Implicit Velocity Correction Schemes for Scale-Resolving Simulations of Incompressible Flow: Stability, Accuracy, and Performance

TL;DR

This paper compares implicit velocity correction schemes for high Reynolds number flow simulations, demonstrating they significantly extend stability limits and reduce overall computation time with minimal accuracy loss.

Contribution

It introduces and evaluates two implicit velocity correction methods, showing their advantages over standard semi-implicit schemes in stability and efficiency for complex geometries.

Findings

Implicit schemes extend stability limits by up to two orders of magnitude.

Overall time-to-solution is reduced by up to a factor of eleven.

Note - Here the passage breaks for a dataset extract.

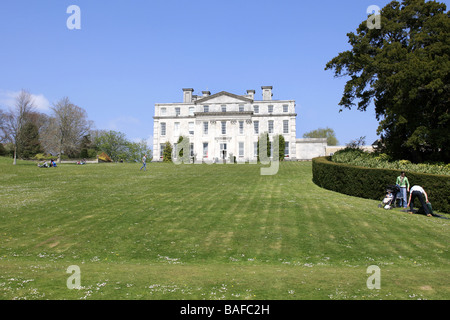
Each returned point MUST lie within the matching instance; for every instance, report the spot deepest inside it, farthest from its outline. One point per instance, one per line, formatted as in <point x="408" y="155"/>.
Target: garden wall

Large time steps have minor impact on flow statistics and transition resolution.

Abstract

Scale-resolving simulations of high Reynolds number incompressible flows are often limited by the Courant-Friedrichs-Lewy (CFL) stability restriction imposed by explicit time-stepping schemes, resulting in small time step sizes and long time-to-solution. In this work, we systematically compare two implicit formulations of the velocity correction scheme -- a linear-implicit approach and a sub-stepping (or semi-Lagrangian) method -- against a standard semi-implicit formulation within a high-order spectral/hp element framework. The schemes are assessed in terms of stability limits, temporal accuracy, and computational performance for implicit large-eddy simulation of the Imperial Front Wing benchmark, a complex high Reynolds number geometry with curved surfaces that imposes strict CFL constraints. Both implicit schemes extend the stability limit by up to two orders of magnitude in time step size. While increasing the cost per time step, they reduce the overall time-to-solution by up to a factor of eleven. Accuracy analysis shows that time step sizes up to twenty times larger than the explicit limit have only minor impact on resolving laminar-turbulent transition and key flow statistics. The results quantify the trade-off between stability, accuracy, and computational cost for implicit velocity correction schemes on complex geometries and provide guidance for selecting time integration strategies in large-scale scale-resolving simulations.